1. Core Concept of Skill

A Skill is a set of executable capability units encapsulated in an Agent or AI system. It usually includes:

  • Trigger condition: when it is called (e.g., user command, system event).
  • Input parameters: data or context to be received.
  • Execution logic: specific processing steps (e.g., calling API, running code, querying knowledge base).
  • Output result: response or action returned to the caller.

2. Steps to Define a Skill Properly

1. Specify the Skill's Name and Description

  • Name: short, unique, semantic (e.g., search_web, send_email).
  • Description: one sentence explaining the Skill's function, helping the Agent to auto-match.

2. Define Input Parameters (Input Schema)

Use JSON Schema or similar format to specify each parameter's type, required status, default value, and constraints.

{
  "type": "object",
  "properties": {
    "query": {
      "type": "string",
      "description": "Search keyword",
      "required": true
    },
    "max_results": {
      "type": "integer",
      "description": "Maximum number of results to return",
      "default": 10
    }
  }
}

3. Write Execution Logic

  • Deterministic logic: directly call functions, APIs, or databases.
  • Non-deterministic logic: use LLM to generate responses (provide prompt template).
  • Error handling: define timeout, retry, and degradation strategies.

4. Define Output Format (Output Schema)

Also use JSON Schema to describe the returned data structure.

{
  "type": "object",
  "properties": {
    "results": {
      "type": "array",
      "items": {
        "type": "object",
        "properties": {
          "title": { "type": "string" },
          "url": { "type": "string", "format": "uri" }
        }
      }
    }
  }
}

5. Additional Metadata

  • Version: for iterative management.
  • Author/Maintainer: responsibility attribution.
  • Dependencies: external services or libraries required.
  • Usage restrictions: e.g., rate limits, permission requirements.

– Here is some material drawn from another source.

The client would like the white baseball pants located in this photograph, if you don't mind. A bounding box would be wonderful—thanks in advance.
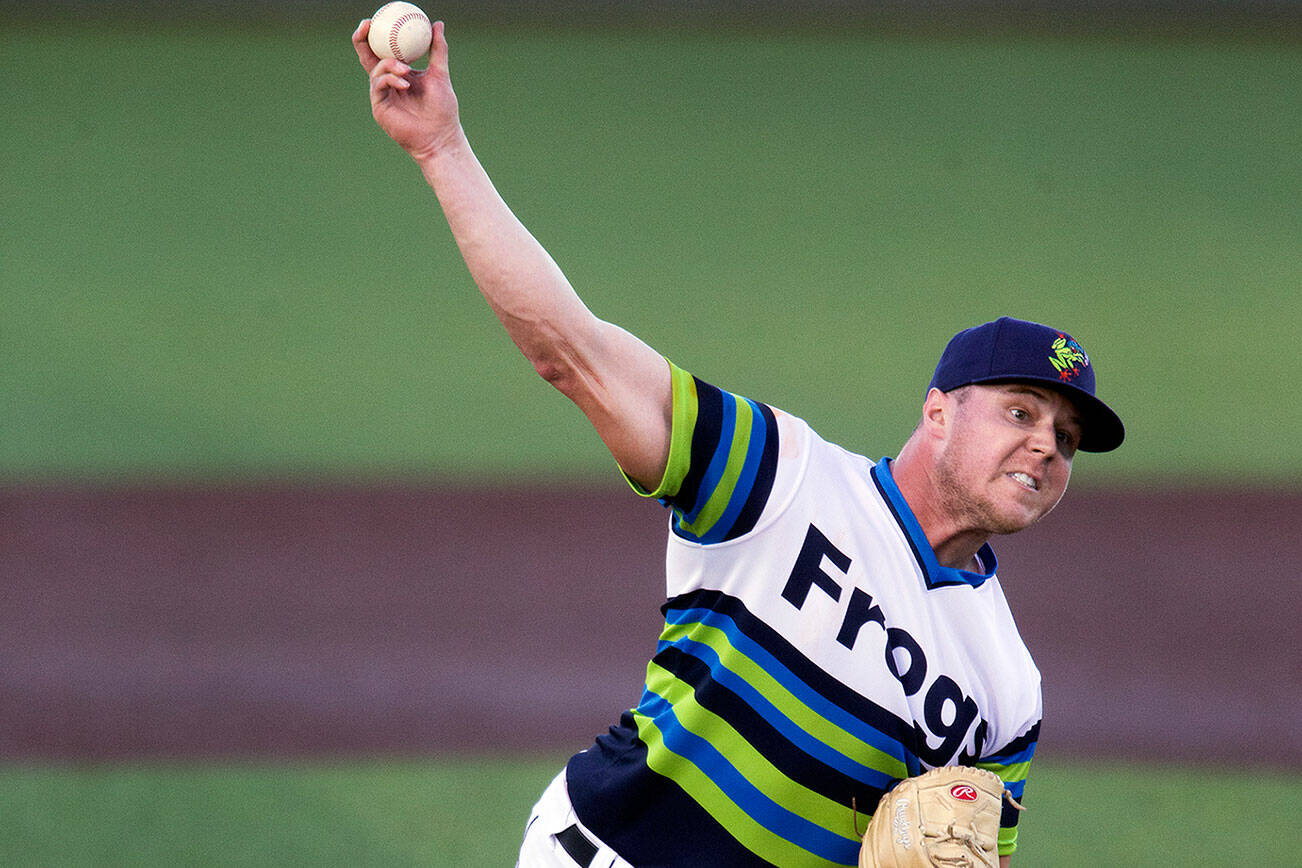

3. Example: A Complete Skill Definition

name: "weather_query"
description: "Query current weather by city name"
version: "1.0.0"
author: "AI Team"

input:
  type: object
  properties:
    city:
      type: string
      description: "City name, e.g., 'Beijing'"
      required: true
    unit:
      type: string
      enum: ["celsius", "fahrenheit"]
      default: "celsius"

execute:
  - step: "Call weather API"
    api: "https://api.weather.com/v1/current"
    method: "GET"
    params:
      city: "{input.city}"
      unit: "{input.unit}"
  - step: "Format result"
    format: "Current temperature in {city} is {temperature}°{unit}"

output:
  type: object
  properties:
    temperature:
      type: number
    condition:
      type: string
    humidity:
      type: number

4. Best Practices

  • Single responsibility: each Skill does only one thing, avoid excessive coupling.
  • Self-contained: minimize dependence on external global state; input determines output.
  • Testable: provide mock data or sandbox environment for unit testing.
  • Documented: write usage instructions and examples for each Skill.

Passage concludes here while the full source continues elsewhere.